Speaker
Description
Random effects models are widely used in interlaboratory comparisons to estimate between-laboratory variability τ and assess degrees of equivalence of laboratories [1]. In this context, decisions are often based on 95% credible intervals [2], while Bayesian hypothesis testing provides an alternative probabilistic framework based on Bayes factors for assessing laboratory effects [3].
This work compares these two decision paradigms, focusing on the sensitivity of conclusions to the prior specification of the between-laboratory standard deviation. We investigate how credible interval based decisions and Bayes factor based hypothesis testing behave under different weakly informative priors on τ , including Half-Cauchy prior, inverse Chi-square and data-informed scale choices.
We further assess the robustness of credible interval and Bayes factor conclusions using posterior predictive simulations [4]. This predictive additional step to standard analysis allows us to examine whether decisions remain stable under replicated data scenarios, and to identify cases where apparent evidence may not be supported by predictive behavior.
Results from simulation studies and real interlaboratory data from CCQM-K53 [5] show that credible interval decisions are relatively stable with respect to prior choices, whereas Bayes factors exhibit strong sensitivity to the prior on τ. Posterior predictive checks provide additional insight to the robustness of the decisions.

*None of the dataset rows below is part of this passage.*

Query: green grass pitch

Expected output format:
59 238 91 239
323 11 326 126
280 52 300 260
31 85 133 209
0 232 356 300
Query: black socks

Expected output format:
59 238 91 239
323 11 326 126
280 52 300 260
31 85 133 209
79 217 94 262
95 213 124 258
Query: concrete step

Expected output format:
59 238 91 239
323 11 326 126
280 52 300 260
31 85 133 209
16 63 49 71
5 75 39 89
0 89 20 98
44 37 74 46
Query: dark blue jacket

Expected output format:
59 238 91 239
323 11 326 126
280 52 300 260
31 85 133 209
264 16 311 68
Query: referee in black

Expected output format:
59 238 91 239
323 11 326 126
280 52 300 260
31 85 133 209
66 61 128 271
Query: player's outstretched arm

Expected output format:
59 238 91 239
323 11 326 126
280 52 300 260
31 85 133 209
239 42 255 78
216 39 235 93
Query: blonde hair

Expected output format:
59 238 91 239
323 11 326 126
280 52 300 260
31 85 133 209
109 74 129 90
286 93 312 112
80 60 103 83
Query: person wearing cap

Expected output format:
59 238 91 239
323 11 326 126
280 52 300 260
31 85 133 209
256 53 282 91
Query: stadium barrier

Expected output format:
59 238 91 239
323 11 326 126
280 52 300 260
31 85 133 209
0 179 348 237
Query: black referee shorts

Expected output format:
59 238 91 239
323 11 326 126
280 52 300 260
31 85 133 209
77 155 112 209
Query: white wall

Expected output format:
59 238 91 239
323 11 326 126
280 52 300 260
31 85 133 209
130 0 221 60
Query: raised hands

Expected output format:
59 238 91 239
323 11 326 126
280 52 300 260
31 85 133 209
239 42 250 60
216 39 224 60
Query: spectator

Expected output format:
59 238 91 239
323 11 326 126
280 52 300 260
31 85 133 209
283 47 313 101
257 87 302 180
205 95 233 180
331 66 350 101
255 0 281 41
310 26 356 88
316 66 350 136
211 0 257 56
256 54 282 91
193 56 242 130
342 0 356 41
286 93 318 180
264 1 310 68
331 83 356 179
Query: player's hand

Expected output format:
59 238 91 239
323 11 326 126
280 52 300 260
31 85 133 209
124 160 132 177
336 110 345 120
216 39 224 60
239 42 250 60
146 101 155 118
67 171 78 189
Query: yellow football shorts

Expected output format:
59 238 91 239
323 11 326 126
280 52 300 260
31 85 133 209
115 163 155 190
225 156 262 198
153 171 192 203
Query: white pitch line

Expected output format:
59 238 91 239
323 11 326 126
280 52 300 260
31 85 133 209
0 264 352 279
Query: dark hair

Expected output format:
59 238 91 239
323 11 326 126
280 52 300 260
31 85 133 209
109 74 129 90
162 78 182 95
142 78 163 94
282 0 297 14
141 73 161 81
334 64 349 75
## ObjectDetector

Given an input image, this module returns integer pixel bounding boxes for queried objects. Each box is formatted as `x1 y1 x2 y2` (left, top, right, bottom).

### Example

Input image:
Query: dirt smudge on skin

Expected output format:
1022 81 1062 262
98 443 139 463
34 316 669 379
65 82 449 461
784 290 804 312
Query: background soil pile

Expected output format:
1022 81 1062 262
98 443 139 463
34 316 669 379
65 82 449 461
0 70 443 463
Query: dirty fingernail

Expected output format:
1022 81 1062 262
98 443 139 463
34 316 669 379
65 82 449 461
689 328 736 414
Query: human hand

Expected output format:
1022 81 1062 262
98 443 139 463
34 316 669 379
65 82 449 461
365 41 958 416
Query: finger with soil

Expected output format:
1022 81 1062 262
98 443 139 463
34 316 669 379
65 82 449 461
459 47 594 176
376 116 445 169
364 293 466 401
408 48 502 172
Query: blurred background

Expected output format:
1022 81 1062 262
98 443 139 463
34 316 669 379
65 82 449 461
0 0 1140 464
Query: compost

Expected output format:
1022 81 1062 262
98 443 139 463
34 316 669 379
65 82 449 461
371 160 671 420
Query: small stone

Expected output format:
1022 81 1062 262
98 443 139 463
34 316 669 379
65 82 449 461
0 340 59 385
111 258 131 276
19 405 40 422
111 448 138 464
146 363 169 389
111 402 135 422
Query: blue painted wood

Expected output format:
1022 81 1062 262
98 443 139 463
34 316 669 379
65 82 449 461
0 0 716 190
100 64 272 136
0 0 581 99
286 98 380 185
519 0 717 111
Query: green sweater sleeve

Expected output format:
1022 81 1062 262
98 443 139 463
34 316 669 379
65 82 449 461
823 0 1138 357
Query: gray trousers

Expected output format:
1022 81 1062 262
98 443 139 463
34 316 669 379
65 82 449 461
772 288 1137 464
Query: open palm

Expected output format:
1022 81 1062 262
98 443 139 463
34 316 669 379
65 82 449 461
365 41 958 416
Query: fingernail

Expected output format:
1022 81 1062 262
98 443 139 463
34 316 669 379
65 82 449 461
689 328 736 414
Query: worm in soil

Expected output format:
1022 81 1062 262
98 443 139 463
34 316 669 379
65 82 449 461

These findings emphasize the importance of combining inferential and predictive perspectives when making decisions in metrological applications such as laboratory equivalence assessments.
[1] Toman B, Possolo, A, Laboratory effects models for interlaboratory comparisons, Accred Qual Assur (2009) 14:553–563
[2] CCQM-KCWG/01, Guidelines for the CCQM KCWG on the review of CCQM CMCs for inclusion in the key comparison database, 2020.
[3] Wübbeler G, Bodnar O, Elster C. Bayesian hypothesis testing for key comparisons. Metrologia. 2016:1131-8.
[4] Raghu N Kacker RK Alistair Forbes, Sommer KD. Bayesian posterior predictive p-value of statistical consistency in interlaboratory evaluations. Metrologia. 2008:512-23.
[5] Lee J, Lee JB, Moon DM, Kim JS, van der Veen AMH, Besley L, et al. Final report on international key comparison CCQM-K53: Oxygen in nitrogen. Metrologia. 2010;47
| Classification | Both methodology and application |
|---|---|
| Keywords | Bayesian hypothesis testing, Bayes factors, posterior predictive distribution, degrees of equivalence, prior knowledge |